Open-access content 13th November 2008
PAS 55 offers organisations an independent standard for asset management best practice - one which could help them to lower costs, deliver sustainability and satisfy regulators
by Noel Grinsted
20 November 2008
PAS 55 is the British Standards Institution's 'publicly available specification' for the optimised management of physical assets. PAS 55 defines assets as follows: "Assets include property, buildings, facilities, plant, machinery, vehicles etc. that have a distinct and quantifiable business function or service."
PAS 55 defines asset management as: "the optimum way of managing assets to achieve a desired and sustainable outcome at minimum total cost of ownership of the assets through their whole life cycle." Asset management recognises that often decisions to acquire new assets focus primarily on short-term issues and considerations. For example when we buy a new electrical motor for £500, do we stop to think that this is not just a decision about a £500 purchase? During its working life the motor may well consume £5,000 of electricity - ten times the cost of the motor itself, and also incur maintenance costs. Emerging legislation may soon require us to think about this much bigger expenditure.
The PAS 55 specification encourages this longer-range thinking, promoting sustainability, energy efficiency and carbon consciousness by providing clear, experience-based best practice guidelines and a detailed requirements specification for joined-up, optimised whole-life asset management equally applicable and effective in all industry sectors. Adopting PAS 55 has the potential to provide a wide range of benefits including:
- 30-50 per cent cost reductions
- raised capability and performance of assets
- delivery of high reliability environment for improved operating efficiency, quality and safety
- assured and sustainable environmental, regulatory, legal and carbon compliance
- improved image and relationships with customers, insurers, regulators and other stakeholders
- improved profitability and return on capital investment
Although not yet a legal requirement, many companies are waking up to the business benefits that compliance with PAS 55 through the adoption of life-cycle asset management thinking can bring. PAS 55 has already had a major impact on asset management thinking in central government. The government's high performing property strategy has been heavily influenced by PAS 55.

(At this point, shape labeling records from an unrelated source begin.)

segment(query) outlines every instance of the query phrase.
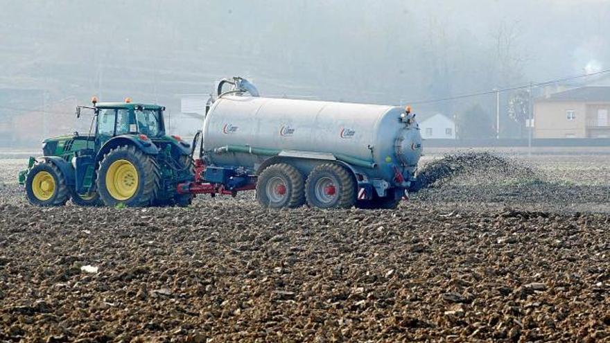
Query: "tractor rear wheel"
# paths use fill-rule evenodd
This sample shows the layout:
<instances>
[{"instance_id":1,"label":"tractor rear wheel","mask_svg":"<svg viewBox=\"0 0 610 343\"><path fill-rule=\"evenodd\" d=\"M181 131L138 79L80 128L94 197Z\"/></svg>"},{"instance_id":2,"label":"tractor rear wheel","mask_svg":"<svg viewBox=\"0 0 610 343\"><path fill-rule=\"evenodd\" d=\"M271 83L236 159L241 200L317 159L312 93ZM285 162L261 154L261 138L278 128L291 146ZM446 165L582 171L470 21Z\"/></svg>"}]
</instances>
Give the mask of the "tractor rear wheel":
<instances>
[{"instance_id":1,"label":"tractor rear wheel","mask_svg":"<svg viewBox=\"0 0 610 343\"><path fill-rule=\"evenodd\" d=\"M73 188L70 189L70 198L72 202L77 206L96 206L104 204L100 199L100 195L97 192L89 192L85 194L78 194Z\"/></svg>"},{"instance_id":2,"label":"tractor rear wheel","mask_svg":"<svg viewBox=\"0 0 610 343\"><path fill-rule=\"evenodd\" d=\"M256 181L256 200L263 207L295 208L305 203L303 175L290 164L265 168Z\"/></svg>"},{"instance_id":3,"label":"tractor rear wheel","mask_svg":"<svg viewBox=\"0 0 610 343\"><path fill-rule=\"evenodd\" d=\"M121 146L104 155L97 189L106 206L148 206L159 190L161 174L155 159L134 146Z\"/></svg>"},{"instance_id":4,"label":"tractor rear wheel","mask_svg":"<svg viewBox=\"0 0 610 343\"><path fill-rule=\"evenodd\" d=\"M65 177L52 163L40 163L28 172L26 193L37 206L62 206L70 197Z\"/></svg>"},{"instance_id":5,"label":"tractor rear wheel","mask_svg":"<svg viewBox=\"0 0 610 343\"><path fill-rule=\"evenodd\" d=\"M356 182L349 171L337 164L320 164L307 177L305 197L314 207L349 209L356 202Z\"/></svg>"}]
</instances>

In the UK the regulator for gas and electric markets Ofgem has already mandated compliance with PAS 55 for electricity supply companies, recognising the key responsibilities these companies hold for security of supply of power for essential services while at the same time using fuel and other resources effectively and minimising carbon footprint and climate change impact.
PAS 55 follows the two-part format established by internationally recognised guidelines such as ISO 9000 for quality management and ISO 14000 for environmental management. Part 1 is the specification and Part 2 provides high-level guidelines for implementation.
PAS 55 was first published by the BSI in 2004 and is currently being updated for re-issue later this year. The UK Institute of Asset Management led the development of PAS 55 in response to demand for a specification encapsulating asset management best practice. Since it was launched, PAS 55 has attracted the attention of major companies which see asset management excellence as an essential element of their business strategy. In the UK, National Grid Transco became the first company in the world to achieve certification to PAS 55, and has spoken at public conferences on the benefits the business has gained from its adoption.
It is also being adopted rapidly by major service companies like Emcor and Amey which have seen that compliance with the disciplined management approach set out by PAS 55 helps them to raise the standard of the services they are able to deliver to their clients and helps them to win new clients. Interest and uptake of PAS 55 has spread rapidly across the world driven by the bottom-line business benefits that it delivers.
Early adopters of PAS 55 were asset-intensive businesses such as utilities and transport, where company performance, service-delivery and asset performance are seen to be closely linked. This type of close linkage is likely to continue to be the driving force for adoption, but the sectors adopting PAS 55 are expanding rapidly as more companies see the business benefits it brings. For example in the pharmaceutical sector, where regulation, process validation and current good manufacturing practice (CGMP) are increasingly creating the need for highly reliable and stable asset performance, considerable benefits can be anticipated. These include increased performance of lines and processes leading to improved customer service and enhanced relationships with regulators.
So the flow of companies wishing to prepare for PAS 55 alignment and certification will grow, and we can expect PAS 55 certification in facilities management, especially data centres and other business critical applications, to become as much a requirement as ISO 9000.
As government, regulators, insurers and other stakeholders continue to expand their understanding of the beneficial contribution good asset management can bring in terms of business performance and carbon consciousness, we can expect to see PAS 55 increasingly being mandated.
Noel Grinsted is an asset life-cycle management strategist and director of MCP Consulting and Training
Long range thinking
BSI's 'publicly available specification' PAS 55 encourages longer range thinking, promoting sustainability, energy efficiency and carbon consciousness by providing experience-based best practice guidelines and a detailed requirements specification for joined-up, optimised whole-life asset management equally applicable and effective in all industry sectors.